· Features

'We are not amused': Industrial action at the Royal Collection Trust

The Queen is currently facing industrial action. 84% of Royal Collection Trust employees voted in favour of action short of a strike. Their complaints include that they are being paid less than the living wage (£14,400 in some cases) and they have to do additional unpaid duties such as tours.

The Trust has responded stating that staff were paid above market rate for Windsor, and the guided tours are voluntary and as such they shouldn’t be paid extra for them. The action the employees are taking is to 'work to rule' by refusing, for example, to undertake these voluntary unpaid tasks.

Working to rule is a risky approach to take. The Employment Rights Act (1996) only requires an employer to provide a statement of 'the title of the job which the employee is employed to do or a brief description of the work for which he is employed'. As a result, most contracts only contain broad statements of what someone’s duties are or merely say that 'duties are commensurate' with their job title.

Even if there is a job description, the final clauses often recognise the requirement for flexibility when working, listing 'such other duties requested of the employee'. Fixed defined roles are rare, especially in a skilled UK workforce who are often expected to decide on what the tasks required are and how they should be done.

This built-in flexibility is good for an employer. Working to rule may expose employees to allegations that they are in some way refusing to do part of their core contractual duties. In short, the staff member may be refusing to do their job. In the absence of sanctioned strike action, refusal to follow a lawful order in employment can be a disciplinary issue, which could be seen as an act of deliberate (gross) misconduct allowing for summary dismissal.

The Royal Collection Trust has stated that the tours undertaken by staff were voluntary. Therefore the above does not apply to this situation. It does, however, exemplify the converse risk for the employer in relying on staff undertaking duties outside of a formal job description. Employees may cease to do such voluntary tasks without fear of any sanction, especially if they are not reflected in their remuneration.
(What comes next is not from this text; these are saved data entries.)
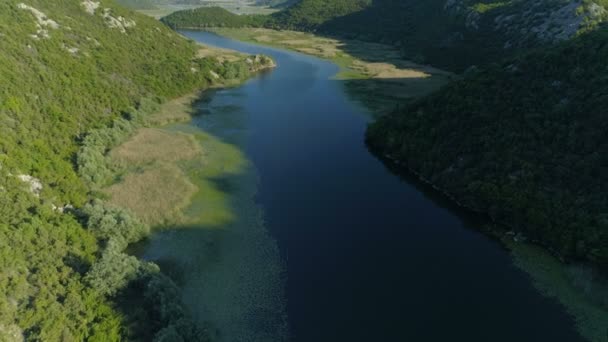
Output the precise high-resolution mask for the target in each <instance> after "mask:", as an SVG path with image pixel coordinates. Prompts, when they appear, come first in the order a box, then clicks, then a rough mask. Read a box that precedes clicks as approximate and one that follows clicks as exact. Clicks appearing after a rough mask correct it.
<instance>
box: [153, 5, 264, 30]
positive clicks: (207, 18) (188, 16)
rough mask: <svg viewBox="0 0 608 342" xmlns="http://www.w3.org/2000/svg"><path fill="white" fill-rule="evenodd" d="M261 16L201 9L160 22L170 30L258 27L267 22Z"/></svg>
mask: <svg viewBox="0 0 608 342" xmlns="http://www.w3.org/2000/svg"><path fill="white" fill-rule="evenodd" d="M267 19H268V18H267V17H266V16H262V15H237V14H234V13H232V12H230V11H228V10H226V9H224V8H221V7H201V8H197V9H192V10H184V11H178V12H175V13H172V14H170V15H168V16H166V17H164V18H162V19H161V21H162V22H163V23H165V24H167V25H168V26H170V27H172V28H176V29H177V28H205V27H235V28H236V27H251V26H255V27H259V26H264V25H265V23H266V21H267Z"/></svg>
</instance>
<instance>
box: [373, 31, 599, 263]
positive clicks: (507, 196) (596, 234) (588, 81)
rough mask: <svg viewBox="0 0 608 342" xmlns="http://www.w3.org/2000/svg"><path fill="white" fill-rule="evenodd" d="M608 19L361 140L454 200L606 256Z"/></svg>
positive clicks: (563, 255)
mask: <svg viewBox="0 0 608 342" xmlns="http://www.w3.org/2000/svg"><path fill="white" fill-rule="evenodd" d="M607 58H608V30H607V29H601V30H597V31H595V32H592V33H589V34H584V35H581V36H580V37H578V38H576V39H573V40H571V41H568V42H566V43H562V44H561V45H559V46H558V47H556V48H553V49H542V50H538V51H536V52H532V53H528V54H525V55H523V56H521V57H518V58H514V59H510V60H506V61H503V62H500V63H495V64H493V65H492V66H490V67H488V68H487V69H486V70H484V71H479V72H471V73H470V74H469V75H467V76H466V77H465V78H464V79H462V80H460V81H457V82H454V83H453V84H451V85H449V86H447V87H446V88H444V89H443V90H442V91H440V92H438V93H436V94H434V95H431V96H429V97H427V98H424V99H422V100H419V101H418V102H416V103H414V104H412V105H409V106H406V107H405V108H403V109H400V110H398V111H397V112H395V113H394V114H392V115H390V116H387V117H384V118H381V119H380V120H378V122H376V123H374V124H372V125H371V127H370V129H369V132H368V142H369V144H370V145H371V146H372V147H373V149H374V150H375V151H376V152H377V153H378V154H379V155H381V156H386V157H388V158H389V159H392V160H394V161H396V162H397V163H399V164H401V165H403V166H405V167H407V168H409V169H411V170H412V171H414V172H415V173H417V174H419V175H420V177H421V178H423V179H425V180H427V181H429V182H431V183H433V184H434V185H436V186H437V187H438V188H440V189H442V190H445V191H446V192H447V193H449V194H450V195H451V196H452V197H454V198H455V199H456V200H457V201H458V202H460V203H461V204H462V205H464V206H467V207H470V208H473V209H474V210H477V211H481V212H484V213H488V214H490V215H491V216H492V217H493V218H494V219H496V220H497V221H499V222H502V223H506V224H507V225H509V226H510V227H512V229H514V230H516V231H521V232H524V233H525V234H526V235H528V236H529V237H530V238H532V239H533V240H535V241H539V242H541V243H543V244H545V245H547V246H549V247H550V248H551V249H552V250H554V251H556V252H557V253H559V254H561V255H562V256H565V257H567V258H569V259H580V260H590V261H593V262H595V263H596V264H599V265H602V266H604V267H606V266H608V212H607V211H606V208H608V197H607V195H606V194H608V159H607V157H606V156H608V138H607V137H608V121H607V120H606V115H605V108H607V106H608V96H606V94H608V69H606V63H605V61H606V59H607Z"/></svg>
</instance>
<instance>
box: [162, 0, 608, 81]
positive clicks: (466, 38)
mask: <svg viewBox="0 0 608 342" xmlns="http://www.w3.org/2000/svg"><path fill="white" fill-rule="evenodd" d="M605 5H606V3H605V1H604V0H596V1H591V0H585V1H583V2H578V1H573V0H539V1H526V0H513V1H500V0H428V1H418V0H374V1H371V0H349V1H346V0H300V1H299V2H297V3H295V4H294V5H293V6H290V7H289V8H287V9H285V10H283V11H280V12H277V13H274V14H272V15H270V16H268V17H261V18H255V20H252V19H251V18H248V19H245V20H244V18H241V19H232V20H228V19H227V18H225V17H223V18H222V22H221V24H223V25H221V26H229V27H232V26H233V25H236V27H242V26H264V27H268V28H277V29H291V30H298V31H312V32H317V33H321V34H328V35H332V36H339V37H345V38H351V39H359V40H364V41H373V42H383V43H387V44H391V45H394V46H398V47H400V49H401V50H402V53H403V56H404V58H406V59H410V60H414V61H416V62H420V63H428V64H432V65H434V66H437V67H442V68H445V69H450V70H452V71H457V72H461V71H463V70H465V69H467V68H468V67H470V66H472V65H483V64H485V63H487V62H490V61H493V60H496V59H499V58H504V57H505V56H512V55H515V54H517V53H519V52H521V51H524V50H526V49H528V48H533V47H538V46H549V45H552V44H554V43H556V42H559V41H562V40H565V39H568V38H571V37H573V36H575V35H577V34H579V33H581V32H585V31H588V30H591V29H593V28H595V27H597V25H598V24H599V23H600V22H602V21H604V20H605V19H606V18H607V17H608V11H607V10H606V9H605V7H604V6H605ZM206 11H207V10H206V9H202V10H200V11H198V12H190V13H189V14H188V15H184V16H181V17H179V16H178V15H179V14H174V15H173V16H170V17H168V18H167V19H166V20H167V22H170V23H171V25H172V26H174V27H209V26H212V24H216V23H218V20H215V21H209V17H210V15H207V14H206ZM197 16H199V17H198V18H197Z"/></svg>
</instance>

Voluntary duties are by their nature ones you cannot demand employees do. It is possible sometimes to argue that staff undertaking voluntary tasks for a long period have accepted these as their contractual duties, but only if this does not conflict with any written statement. Even then the arguments are problematic, and in this instance the Trust has had to provide people to cover the gap in services.  

From an employer’s perspective flexibility is vital. Often small organisations can only function if it exists. For this reason contracts and job descriptions should reflect this requirement. Statements of duties should be reviewed periodically to ensure any voluntary tasks are incorporated. This should then limit the scope of threats to work to rule. Conversely it also allows for a more transparent discussion regarding pay. Good will may make a relationship work, but reliance on it could be bad for business.